US Strikes Iran, Hormuz Strait Uncertainty
Analysis based on 9 articles · First reported May 26, 2026 · Last updated May 26, 2026
The US strikes on Iran and the uncertainty surrounding the reopening of the Strait of Hormuz have led to mixed reactions in Asian stock markets and fluctuating oil prices. West Texas Intermediate saw a significant drop, while Brent Crude experienced a slight increase, reflecting the volatile nature of energy markets due to geopolitical tensions. The ongoing conflict and its impact on energy prices are also expected to influence the United States — Federal Reserve's decisions on interest rates, potentially limiting cuts and affecting US economic growth.

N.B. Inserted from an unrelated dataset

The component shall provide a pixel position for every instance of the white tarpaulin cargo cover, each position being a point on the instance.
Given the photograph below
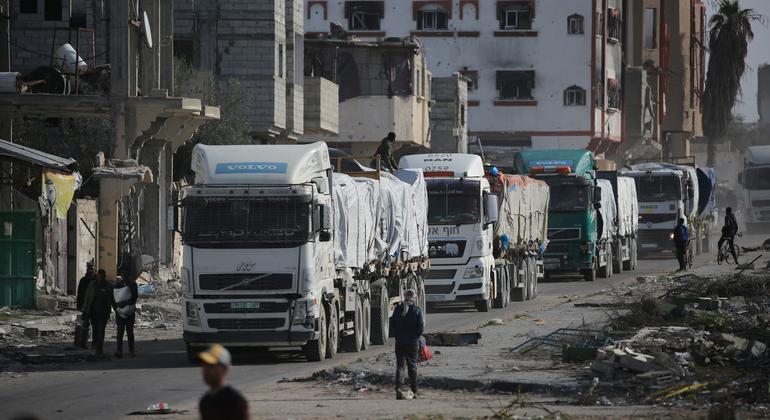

Asian stocks and oil futures experienced mixed reactions following fresh US strikes on Iran, which threatened fragile negotiations to reopen the Strait of Hormuz. The United States and Iran have been attempting to broker a deal to end the Middle East war and reopen the crucial waterway since an April 8 ceasefire. Hopes for a quick resolution were dampened after US forces attacked missile sites in southern Iran and boats attempting to lay mines, actions confirmed by Tim Hawkins of US Central Command. Both nations have downplayed the likelihood of a swift agreement, with US President Donald Trump offering little certainty and Iran's foreign ministry spokesman Esmail Baghaei confirming progress but stating a deal is not yet within reach. Top US diplomat Marco Rubio insisted the Strait of Hormuz would reopen. This geopolitical uncertainty caused West Texas Intermediate oil prices to fall, while Brent Crude saw a slight rise. Investors are also monitoring the United States — Federal Reserve's response to inflation data, as higher energy prices from the conflict could limit interest rate cuts. Additionally, Russia's ongoing war against Ukraine adds to global geopolitical instability.